The get_dataloader()
returns a torch dataloader that can directly be used for training.
Iterators can also implement a custom collate()
method to define how to batch features from different samples in the dataloader.
Additional processing#
Once a feature is extracted and before it is returned by the iterator, it can be further processed by a preprocessor.
Typically, this is used to apply a transformation to the feature, such as a normalization (NormalizePreprocessor
).
Full data pipeline#
The DataHandler
class is a wrapper around the data processing pipeline.
It:
performs the split between training, testing and validation data
applies the feature extractors on the data
applies any preprocessing on the resulting features
creates iterators for each split based on the features.
The DataHandler
relies on the DataProcessor
class to define the parameters of the data processing pipeline.
While the DataHandler
is meant for offline operations, splitting a dataset into training, validation and test, the DataProcessor
class can be reused later to process new data in the same way as the training data.
Setting up a simple tabular data pipeline#
To process a dataframe for training, with column selection and normalization, one can first define the iterator:
from udao.data.iterators import BaseDatasetIterator
class MyIterator(BaseIterator):
"""Iterator on tabular data, with objectives
Parameters
----------
keys : Sequence[str]
Keys of the dataset, used for accessing all features
features : TabularContainer
Container for the features
objectives : TabularContainer
Container for the objectives
"""
def __init__(
self,
keys: Sequence[str],
features: TabularContainer,
objectives: TabularContainer,
):
self.keys = keys
self.features = features
self.objectives = objectives
def __len__(self) -> int:
return len(self.keys)
def __getitem__(self, idx: int) -> Any:
key = self.keys[idx]
return self.features.get(key), self.objectives.get(key)
You can then set up the data handler, based on the iterator. Here we use create_data_processor()
to generate a dynamic function. But udao.data.handler.data_processor.DataProcessor
can also be instantiated directly.
This enables to obtain a training dataloader ready for model training:
from udao.data.handler import DataHandler, FeaturePipeline, create_data_processor
from udao.data.extractors import TabularFeatureExtractor, select_columns
from udao.data.preprocessors import NormalizePreprocessor
from sklearn.preprocessing import MinMaxScaler
from .iterators import MyIterator
processor_getter = create_data_processor(MyIterator, "op_enc")

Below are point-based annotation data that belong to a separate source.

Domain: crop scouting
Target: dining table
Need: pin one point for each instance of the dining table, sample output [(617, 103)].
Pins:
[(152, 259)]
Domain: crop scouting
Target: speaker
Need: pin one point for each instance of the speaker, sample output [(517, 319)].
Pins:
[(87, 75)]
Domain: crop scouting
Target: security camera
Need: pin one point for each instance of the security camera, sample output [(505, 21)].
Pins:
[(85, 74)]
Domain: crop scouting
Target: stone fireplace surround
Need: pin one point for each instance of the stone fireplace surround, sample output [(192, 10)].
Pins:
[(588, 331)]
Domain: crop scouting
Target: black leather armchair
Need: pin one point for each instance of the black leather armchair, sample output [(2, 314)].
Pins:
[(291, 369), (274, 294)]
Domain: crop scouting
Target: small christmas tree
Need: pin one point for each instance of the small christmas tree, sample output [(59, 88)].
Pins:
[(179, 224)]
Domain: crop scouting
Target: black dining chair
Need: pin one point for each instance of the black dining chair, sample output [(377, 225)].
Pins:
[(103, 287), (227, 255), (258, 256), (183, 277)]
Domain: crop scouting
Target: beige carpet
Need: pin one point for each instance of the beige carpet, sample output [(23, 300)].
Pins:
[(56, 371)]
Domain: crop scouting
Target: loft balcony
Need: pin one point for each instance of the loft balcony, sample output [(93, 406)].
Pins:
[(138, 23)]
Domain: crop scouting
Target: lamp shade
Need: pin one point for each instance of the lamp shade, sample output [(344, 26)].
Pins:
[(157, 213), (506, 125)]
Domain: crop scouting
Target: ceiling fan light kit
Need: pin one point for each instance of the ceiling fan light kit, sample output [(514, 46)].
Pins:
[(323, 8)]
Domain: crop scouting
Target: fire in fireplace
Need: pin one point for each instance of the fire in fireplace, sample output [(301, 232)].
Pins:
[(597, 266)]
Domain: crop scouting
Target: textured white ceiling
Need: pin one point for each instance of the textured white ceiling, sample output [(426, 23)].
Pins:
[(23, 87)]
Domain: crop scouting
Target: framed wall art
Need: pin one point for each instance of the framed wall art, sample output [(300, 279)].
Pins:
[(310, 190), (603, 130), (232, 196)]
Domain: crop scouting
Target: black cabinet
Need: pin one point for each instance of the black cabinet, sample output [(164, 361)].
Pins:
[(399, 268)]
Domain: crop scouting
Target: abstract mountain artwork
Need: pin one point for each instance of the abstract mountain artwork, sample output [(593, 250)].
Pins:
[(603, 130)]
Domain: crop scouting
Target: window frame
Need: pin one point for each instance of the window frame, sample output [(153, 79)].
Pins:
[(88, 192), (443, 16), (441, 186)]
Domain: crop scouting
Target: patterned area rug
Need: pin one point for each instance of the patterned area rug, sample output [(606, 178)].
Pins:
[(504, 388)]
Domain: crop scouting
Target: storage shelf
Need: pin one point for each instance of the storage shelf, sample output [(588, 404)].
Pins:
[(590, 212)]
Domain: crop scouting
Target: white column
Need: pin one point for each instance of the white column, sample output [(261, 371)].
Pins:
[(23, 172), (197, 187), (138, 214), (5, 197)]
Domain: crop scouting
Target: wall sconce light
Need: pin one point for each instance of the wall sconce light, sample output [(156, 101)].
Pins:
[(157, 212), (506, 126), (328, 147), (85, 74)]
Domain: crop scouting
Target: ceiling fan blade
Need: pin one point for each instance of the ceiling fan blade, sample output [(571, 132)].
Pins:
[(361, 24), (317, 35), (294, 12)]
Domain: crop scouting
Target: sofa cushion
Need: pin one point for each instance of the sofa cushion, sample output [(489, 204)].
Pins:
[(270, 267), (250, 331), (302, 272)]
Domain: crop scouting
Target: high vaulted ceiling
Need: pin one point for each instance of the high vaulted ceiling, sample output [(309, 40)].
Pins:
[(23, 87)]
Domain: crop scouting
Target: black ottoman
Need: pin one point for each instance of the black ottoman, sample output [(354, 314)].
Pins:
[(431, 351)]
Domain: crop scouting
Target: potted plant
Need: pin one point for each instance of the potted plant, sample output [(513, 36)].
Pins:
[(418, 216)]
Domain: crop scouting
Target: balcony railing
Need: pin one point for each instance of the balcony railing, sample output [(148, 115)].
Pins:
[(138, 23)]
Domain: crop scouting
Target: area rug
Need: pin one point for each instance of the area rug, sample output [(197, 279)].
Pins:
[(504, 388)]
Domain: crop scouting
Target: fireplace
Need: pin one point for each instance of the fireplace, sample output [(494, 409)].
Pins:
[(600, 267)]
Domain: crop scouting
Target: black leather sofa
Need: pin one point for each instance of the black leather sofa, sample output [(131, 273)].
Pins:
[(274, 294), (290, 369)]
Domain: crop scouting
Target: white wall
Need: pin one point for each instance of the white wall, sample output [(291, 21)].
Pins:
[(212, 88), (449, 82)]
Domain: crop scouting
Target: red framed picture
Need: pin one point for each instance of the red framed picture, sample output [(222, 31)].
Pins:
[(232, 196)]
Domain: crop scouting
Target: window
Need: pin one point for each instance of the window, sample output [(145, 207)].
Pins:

data_processor = processor_getter(
tensor_dtypes=tensor_dtypes,
features=FeaturePipeline(
extractor=(TabularFeatureExtractor("k1", "k2", "k3"))
,
preprocessors=[NormalizePreprocessor(MinMaxScaler())],
),
objectives=FeaturePipeline(
extractor=(TabularFeatureExtractor(["latency"]))
preprocessors=None,
),
)
data_handler = DataHandler.from_csv("data.csv",
DataHandler.Params(
index_column="id",
stratify_on="tid",
dryrun=True,
data_processor=data_processor,
),
)
iterators = dh.get_iterators()
# iterators is a dict with keys "train", "test", "val"
# each value is an instance of MyIterator
training_dataloader = iterators["train"].get_dataloader(batch_size=32)
This training dataloader can then be used to train a model.